Das hatte er jedoch auch schon im Fall von Racketes Rettungsschiff «Sea-Watch 3» verkündet - ohne Erfolg.
«Italien beabsichtigt nicht, weiterhin der einzige «Hotspot von Europa» zu sein», betonte er. Eine Verschlechterung der Situation an Bord werde ausschliesslich auf Deutschland als Flaggenstaat, warnte er. Zugleich drängte Salvini Bundesinnenminister Horst Seehofer (CSU) in einem Brief, Verantwortung für das Schiff zu übernehmen.
Sicherer Hafen als nächstes Ziel
Zunächst sah allerdings nichts danach aus, dass die Bundesregierung ihren Kurs mit Blick auf gerettete Migranten im Mittelmeer ändern würde. Sie hatte sich in der Vergangenheit stets bereiterklärt, Schutzsuchende aufzunehmen. Jedoch unter der Voraussetzung, dass auch andere Staaten einwilligen.
Ein Sprecher des Auswärtigen Amtes erklärte in Berlin, Ziel der Regierung sei es, «eine schnelle Lösung zu finden». Zunächst müsse ein sicherer Hafen gefunden und über die Verteilung der Geretteten auf die EU-Staaten gesprochen werden.
Sea-Eye berichtete, die libysche Küstenwache sei zunächst nicht zu erreichen gewesen.
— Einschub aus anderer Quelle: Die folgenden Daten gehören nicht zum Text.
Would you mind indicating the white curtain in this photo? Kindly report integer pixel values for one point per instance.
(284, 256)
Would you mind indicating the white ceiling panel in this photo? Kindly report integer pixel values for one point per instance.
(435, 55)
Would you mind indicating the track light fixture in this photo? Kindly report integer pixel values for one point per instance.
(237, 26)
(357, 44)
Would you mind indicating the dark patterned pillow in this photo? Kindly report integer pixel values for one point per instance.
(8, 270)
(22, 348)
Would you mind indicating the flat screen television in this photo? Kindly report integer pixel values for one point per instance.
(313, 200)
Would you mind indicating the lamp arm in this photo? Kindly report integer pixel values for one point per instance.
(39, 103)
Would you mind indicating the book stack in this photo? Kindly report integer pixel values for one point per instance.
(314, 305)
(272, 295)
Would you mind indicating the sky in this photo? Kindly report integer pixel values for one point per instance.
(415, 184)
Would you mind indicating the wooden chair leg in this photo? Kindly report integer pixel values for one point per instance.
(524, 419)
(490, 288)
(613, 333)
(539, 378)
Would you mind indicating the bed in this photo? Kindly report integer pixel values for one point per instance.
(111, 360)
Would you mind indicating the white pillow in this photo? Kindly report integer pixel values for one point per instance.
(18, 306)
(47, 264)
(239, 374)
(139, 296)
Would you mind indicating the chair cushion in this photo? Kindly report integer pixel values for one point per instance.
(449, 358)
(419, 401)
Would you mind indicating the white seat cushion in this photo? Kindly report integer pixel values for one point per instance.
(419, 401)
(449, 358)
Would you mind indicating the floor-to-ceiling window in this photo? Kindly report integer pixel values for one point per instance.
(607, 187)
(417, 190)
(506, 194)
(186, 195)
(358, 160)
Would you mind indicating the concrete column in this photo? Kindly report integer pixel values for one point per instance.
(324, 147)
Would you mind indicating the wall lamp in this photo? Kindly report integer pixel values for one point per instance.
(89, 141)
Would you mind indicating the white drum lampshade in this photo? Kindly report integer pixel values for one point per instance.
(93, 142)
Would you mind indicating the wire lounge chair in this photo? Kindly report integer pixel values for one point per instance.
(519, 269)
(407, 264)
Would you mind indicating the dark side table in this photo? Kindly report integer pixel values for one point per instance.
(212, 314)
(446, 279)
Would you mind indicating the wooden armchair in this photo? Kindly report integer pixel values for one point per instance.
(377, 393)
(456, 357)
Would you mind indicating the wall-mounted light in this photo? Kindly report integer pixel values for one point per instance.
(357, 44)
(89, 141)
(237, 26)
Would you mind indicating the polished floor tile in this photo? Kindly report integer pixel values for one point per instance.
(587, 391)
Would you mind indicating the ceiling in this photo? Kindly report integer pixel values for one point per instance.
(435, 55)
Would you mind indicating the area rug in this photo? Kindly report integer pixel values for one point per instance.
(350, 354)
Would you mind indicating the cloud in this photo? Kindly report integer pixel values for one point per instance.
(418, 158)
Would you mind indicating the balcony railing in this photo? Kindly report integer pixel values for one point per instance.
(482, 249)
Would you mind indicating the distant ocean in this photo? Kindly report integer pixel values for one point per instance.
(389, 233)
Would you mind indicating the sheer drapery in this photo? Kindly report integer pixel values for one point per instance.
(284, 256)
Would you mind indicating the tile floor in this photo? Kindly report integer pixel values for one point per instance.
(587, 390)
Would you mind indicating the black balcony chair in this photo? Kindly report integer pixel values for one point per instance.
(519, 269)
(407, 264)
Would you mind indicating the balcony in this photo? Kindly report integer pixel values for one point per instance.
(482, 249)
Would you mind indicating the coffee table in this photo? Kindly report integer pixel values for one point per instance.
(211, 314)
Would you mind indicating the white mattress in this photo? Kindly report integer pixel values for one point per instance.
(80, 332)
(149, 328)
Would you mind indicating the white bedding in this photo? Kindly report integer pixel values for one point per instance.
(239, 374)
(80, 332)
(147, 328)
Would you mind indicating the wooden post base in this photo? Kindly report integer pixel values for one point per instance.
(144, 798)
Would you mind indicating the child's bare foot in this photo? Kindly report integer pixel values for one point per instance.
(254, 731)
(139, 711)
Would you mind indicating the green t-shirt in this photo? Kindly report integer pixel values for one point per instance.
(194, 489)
Später habe sie dem Schiff einen Hafen zugewiesen, wo die Geretteten an Land gebracht werden könnten. Dies habe die Organisation aber abgelehnt: «Wir werden keine Geretteten zurück in libysche Foltergefängnisse bringen», schrieb Sea-Eye auf Twitter.
Carola Rackete
Unterdessen meldete sich Kapitänin Rackete erstmals seit ihrer Freilassung aus dem Hausarrest mit Kritik an der Bundesregierung zurück. Die 31-Jährige hatte die Blockade der «Sea-Watch 3» mit 40 Migranten an Bord mit dem unerlaubten Einfahren nach Lampedusa beendet.
Sie habe den Eindruck gehabt, dass auf nationaler und internationaler Ebene niemand richtig helfen wollte. Dies während die «Sea-Watch 3» auf eine Anlegeerlaubnis wartete.
«Die haben die heisse Kartoffel immer weitergereicht, während wir zuletzt noch immer 40 Gerettete bei uns an Bord hatten.» Dies sagte sie dem Nachrichtenmagazin «Der Spiegel».